In [None]:
# Initialize Otter
import otter
grader = otter.Notebook("final-project-hill.ipynb")

# Final Project: Hill cipher

This choice for the final project will focus on the [Hill cipher](https://en.wikipedia.org/wiki/Hill_cipher).

From Wikipedia:
>In classical cryptography, the Hill cipher is a polygraphic substitution cipher based on linear algebra. Invented by Lester S. Hill in 1929, it was the first polygraphic cipher in which it was practical (though barely) to operate on more than three symbols at once.

You will investigate how to create the key and implement the encryption / decryption algorithms in Python.

## Import your toolkit

You are provided the following functions to help complete this assignment:
* `text_clean(<string>, <LETTERS>)`
* `text_block(<string>, <blocksize>)`
* `multiplicative_inverse(<integer>, <modulus>)` which returns `False` if no inverse exists

Run the cell below to import these assignments

In [None]:
from finaltoolkit import text_clean, text_block, multiplicative_inverse

## The Encryption key

The Hill cipher uses a square [matrix](https://en.wikipedia.org/wiki/Matrix_(mathematics)) as the key, typically with dimensions of either 2x2 or 3x3, but the process can be generalized to an $n$x$n$ matrix.

There is a package, `numpy` which allows you to use Python to perform many common matrix operations. Run the cell below to load `numpy`. You will soon learn how to use this package to perform matrix operations.

In [None]:
import numpy as np

### Question 1: Creating a square matrix using `numpy`

`numpy` uses a new data type called an `array` to work with matrices.

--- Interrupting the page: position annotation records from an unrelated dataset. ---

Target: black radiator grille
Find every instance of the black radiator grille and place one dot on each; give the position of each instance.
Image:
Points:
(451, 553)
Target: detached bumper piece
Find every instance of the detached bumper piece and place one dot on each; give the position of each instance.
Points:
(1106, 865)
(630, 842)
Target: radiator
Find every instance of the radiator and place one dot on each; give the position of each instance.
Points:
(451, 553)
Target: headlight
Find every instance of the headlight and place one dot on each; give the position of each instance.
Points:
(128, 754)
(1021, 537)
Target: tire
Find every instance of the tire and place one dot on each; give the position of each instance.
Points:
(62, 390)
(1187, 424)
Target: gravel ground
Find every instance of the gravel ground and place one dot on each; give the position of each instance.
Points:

There are a few different ways you can create an array object.

Each of the following code examples will create the array that represents the matrix $A$ shown below:

$$A = \begin{bmatrix}
   1 & 2 & 3 \\
   4 & 5 & 6 \\
   7 & 8 & 9
\end{bmatrix}
$$

The first way is to pass a list of lists to `np.array()` where each of the sublists represents a row of the matrix.

In [None]:
np.array([[1,2,3],[4,5,6],[7,8,9]])

The second way is to create a single row of the values in order you want the values to appear from left to right, top to bottom. Then, use the `reshape(<row>, <column>)` method to resize those values into the correct dimensions.

In [None]:
np.array([1,2,3,4,5,6,7,8,9]).reshape((3,3))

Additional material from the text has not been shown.